I hope tomorrow goes better. No more free slurpees tomorrow, but it is Friday.

[–] TargaryenTKE 3 points 5 months ago

They're the only ones you get

Ha, jokes on you, that's what TV and books are for! (Mostly kidding, but not completely)

[–] captainlezbian 2 points 5 months ago

Yeah I’ve been having to remind myself of this as I (diagnosed with ptsd) have been hanging out a lot with someone whose life is an unyielding horror show. It’s important to be sensitive and acknowledge the differences with her, but it’s also important to understand that my life has been pretty fucking rough in its own right.

And both of us manage to complain about a bad day at work. Sure her night terrors aren’t about her bad day at work, and none of her shifts have resulted in one of her traumatically originated mental illnesses, but I still get a text bitching about it from her when it happens.

[–] HerderHilton 5 points 5 months ago (1 children)
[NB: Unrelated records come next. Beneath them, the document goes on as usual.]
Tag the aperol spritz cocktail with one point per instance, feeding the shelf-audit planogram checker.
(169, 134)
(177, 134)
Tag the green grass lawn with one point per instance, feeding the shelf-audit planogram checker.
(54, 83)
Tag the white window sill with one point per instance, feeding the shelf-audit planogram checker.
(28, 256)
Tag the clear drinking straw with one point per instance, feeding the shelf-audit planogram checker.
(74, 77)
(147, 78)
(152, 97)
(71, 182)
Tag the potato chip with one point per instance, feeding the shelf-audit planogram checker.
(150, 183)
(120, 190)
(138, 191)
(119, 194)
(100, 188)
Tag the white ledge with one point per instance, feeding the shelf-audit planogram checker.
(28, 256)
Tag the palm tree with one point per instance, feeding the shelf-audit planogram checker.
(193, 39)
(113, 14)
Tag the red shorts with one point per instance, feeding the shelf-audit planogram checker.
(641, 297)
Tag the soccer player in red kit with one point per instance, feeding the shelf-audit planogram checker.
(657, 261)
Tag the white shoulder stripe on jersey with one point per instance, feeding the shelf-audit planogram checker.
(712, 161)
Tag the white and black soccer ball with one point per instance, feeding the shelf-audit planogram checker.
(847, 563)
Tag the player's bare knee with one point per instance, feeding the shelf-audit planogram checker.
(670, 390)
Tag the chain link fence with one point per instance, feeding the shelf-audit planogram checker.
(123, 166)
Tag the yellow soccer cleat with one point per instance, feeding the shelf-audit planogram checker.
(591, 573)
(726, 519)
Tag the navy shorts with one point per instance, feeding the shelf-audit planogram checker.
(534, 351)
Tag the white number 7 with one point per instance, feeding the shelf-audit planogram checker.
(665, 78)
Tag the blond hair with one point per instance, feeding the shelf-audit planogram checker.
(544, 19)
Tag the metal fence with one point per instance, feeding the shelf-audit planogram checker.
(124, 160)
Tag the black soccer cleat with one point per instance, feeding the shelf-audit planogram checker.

Highly recommend subscribing to The Atlantic. It’s about $50 for a year but has some of the best journalism across a variety of perspectives that will challenge you. Sometimes emotionally, like with this article, other times politically, but I always come away feeling more informed.

[–] Dasus 2 points 5 months ago* (last edited 5 months ago)

Well, you make a good case.

Have you read this from them?

https://www.theatlantic.com/magazine/archive/1996/05/the-nitrous-oxide-philosopher/376581/

(I can't, I'm not a subscriber. But I think it used to be free or smth. I'm pretty sure I've read it in the past.)